An example of this emphasis on key doctrines is the Landmark movement. Led by J.R. Graves, these Baptists held tenaciously to Baptist doctrine and practice. I have talked with many people who doubt a connection between the Landmark movement and Independent Baptists. Personally, I do see many similarities in the two though Landmarkers take many of their positions further.

In the years leading up the twentieth century, "higher criticism" turned into "modernism" as liberal theology spread. In response to this a new movement began to counter this trend by focusing on the fundamentals of Christianity. These "Fundamentalists" were from many denominations, but all shared a desire to preserve Christian doctrine. Not many of the early Fundamentalists were Baptist from what I can tell, but by the 1920's and 30's names such as W.B. Riley, T.T. Shields, and J. Frank Norris worked their way into prominence.

It is with J. Frank Norris that all these trails of history converge. In his battles with state and national Baptist conventions, he led the way for Independent Baptist thought and practice.
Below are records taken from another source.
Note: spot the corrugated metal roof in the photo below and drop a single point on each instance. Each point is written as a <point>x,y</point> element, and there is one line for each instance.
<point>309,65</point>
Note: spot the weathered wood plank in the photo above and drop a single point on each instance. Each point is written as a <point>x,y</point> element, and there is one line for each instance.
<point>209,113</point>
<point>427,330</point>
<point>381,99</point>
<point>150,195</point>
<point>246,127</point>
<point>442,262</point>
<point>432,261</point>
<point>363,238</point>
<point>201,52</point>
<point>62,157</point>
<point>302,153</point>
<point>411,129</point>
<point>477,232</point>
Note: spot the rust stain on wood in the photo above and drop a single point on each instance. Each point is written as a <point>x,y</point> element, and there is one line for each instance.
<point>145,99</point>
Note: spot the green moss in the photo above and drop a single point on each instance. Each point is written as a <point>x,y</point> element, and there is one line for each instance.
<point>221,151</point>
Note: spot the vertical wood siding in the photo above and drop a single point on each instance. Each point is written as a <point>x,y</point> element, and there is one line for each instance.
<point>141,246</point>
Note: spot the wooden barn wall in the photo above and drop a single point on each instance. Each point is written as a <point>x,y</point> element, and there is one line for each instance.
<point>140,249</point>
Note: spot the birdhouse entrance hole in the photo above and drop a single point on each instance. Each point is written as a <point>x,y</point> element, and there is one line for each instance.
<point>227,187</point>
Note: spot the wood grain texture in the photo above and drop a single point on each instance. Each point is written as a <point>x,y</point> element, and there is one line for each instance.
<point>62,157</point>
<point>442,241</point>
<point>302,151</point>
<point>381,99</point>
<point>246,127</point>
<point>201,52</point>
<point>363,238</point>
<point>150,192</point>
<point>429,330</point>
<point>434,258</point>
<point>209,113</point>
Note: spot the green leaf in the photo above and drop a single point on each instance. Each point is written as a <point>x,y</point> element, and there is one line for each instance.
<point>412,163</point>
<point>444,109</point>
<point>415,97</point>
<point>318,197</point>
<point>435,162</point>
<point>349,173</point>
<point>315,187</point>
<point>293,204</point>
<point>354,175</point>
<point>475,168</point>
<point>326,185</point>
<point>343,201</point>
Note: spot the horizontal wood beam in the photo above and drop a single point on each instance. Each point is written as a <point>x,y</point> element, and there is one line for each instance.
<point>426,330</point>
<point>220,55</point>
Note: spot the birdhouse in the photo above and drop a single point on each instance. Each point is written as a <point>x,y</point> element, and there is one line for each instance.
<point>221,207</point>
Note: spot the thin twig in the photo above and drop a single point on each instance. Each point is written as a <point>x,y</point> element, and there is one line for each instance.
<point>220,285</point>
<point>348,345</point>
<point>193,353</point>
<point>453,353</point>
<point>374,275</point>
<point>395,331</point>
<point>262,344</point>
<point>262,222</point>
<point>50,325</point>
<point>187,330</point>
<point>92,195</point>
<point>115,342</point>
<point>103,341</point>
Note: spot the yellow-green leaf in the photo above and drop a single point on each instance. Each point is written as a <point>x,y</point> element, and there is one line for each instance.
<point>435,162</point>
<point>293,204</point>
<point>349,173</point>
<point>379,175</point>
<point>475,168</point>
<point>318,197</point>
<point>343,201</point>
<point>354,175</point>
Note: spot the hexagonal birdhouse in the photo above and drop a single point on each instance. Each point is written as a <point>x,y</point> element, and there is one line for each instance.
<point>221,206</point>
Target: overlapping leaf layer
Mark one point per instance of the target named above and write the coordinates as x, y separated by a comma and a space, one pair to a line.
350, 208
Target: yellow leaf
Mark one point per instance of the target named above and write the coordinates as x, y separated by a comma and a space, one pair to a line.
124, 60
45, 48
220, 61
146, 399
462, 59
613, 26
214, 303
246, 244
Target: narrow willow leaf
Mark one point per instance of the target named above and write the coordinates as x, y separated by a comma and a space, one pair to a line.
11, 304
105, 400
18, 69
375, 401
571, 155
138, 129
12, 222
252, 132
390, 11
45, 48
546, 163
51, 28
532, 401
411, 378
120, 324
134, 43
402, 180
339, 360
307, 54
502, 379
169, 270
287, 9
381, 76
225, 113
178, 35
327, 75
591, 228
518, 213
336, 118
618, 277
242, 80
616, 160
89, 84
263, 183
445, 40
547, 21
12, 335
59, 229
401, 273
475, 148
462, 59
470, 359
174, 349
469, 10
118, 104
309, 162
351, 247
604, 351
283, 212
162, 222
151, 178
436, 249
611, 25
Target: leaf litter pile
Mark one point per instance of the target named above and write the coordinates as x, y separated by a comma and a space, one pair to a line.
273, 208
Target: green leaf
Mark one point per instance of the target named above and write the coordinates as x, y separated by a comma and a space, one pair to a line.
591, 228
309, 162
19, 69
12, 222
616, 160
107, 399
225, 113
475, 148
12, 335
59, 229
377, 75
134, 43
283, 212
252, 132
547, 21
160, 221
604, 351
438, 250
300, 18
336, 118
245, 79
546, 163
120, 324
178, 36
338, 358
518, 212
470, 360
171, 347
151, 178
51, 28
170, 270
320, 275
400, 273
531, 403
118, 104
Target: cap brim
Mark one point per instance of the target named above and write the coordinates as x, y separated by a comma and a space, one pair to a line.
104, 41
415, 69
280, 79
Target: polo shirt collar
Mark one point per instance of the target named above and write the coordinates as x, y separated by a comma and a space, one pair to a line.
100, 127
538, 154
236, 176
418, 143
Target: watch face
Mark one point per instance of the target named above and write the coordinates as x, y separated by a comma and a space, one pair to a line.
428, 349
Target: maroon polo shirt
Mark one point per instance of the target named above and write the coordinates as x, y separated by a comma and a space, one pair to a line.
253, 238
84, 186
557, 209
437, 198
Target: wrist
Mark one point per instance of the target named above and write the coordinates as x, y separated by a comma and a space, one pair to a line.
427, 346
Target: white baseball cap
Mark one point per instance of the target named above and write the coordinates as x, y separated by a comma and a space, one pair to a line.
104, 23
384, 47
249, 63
His influence is credited with bringing Fundamentalism into Baptist circles.

Most of the leaders of the IFB movement of the 20th century have direct ties to Norris. John R. Rice allied with Norris for a few years, though eventually would severe ties. Tom Malone was offered the pastorate of Norris' First Baptist Church in Fort Worth which did not happen assumably because he wanted control Norris wouldn't relinquish. If not in direct ties, every other IFB leader has embraced thought and practice pioneered by Norris.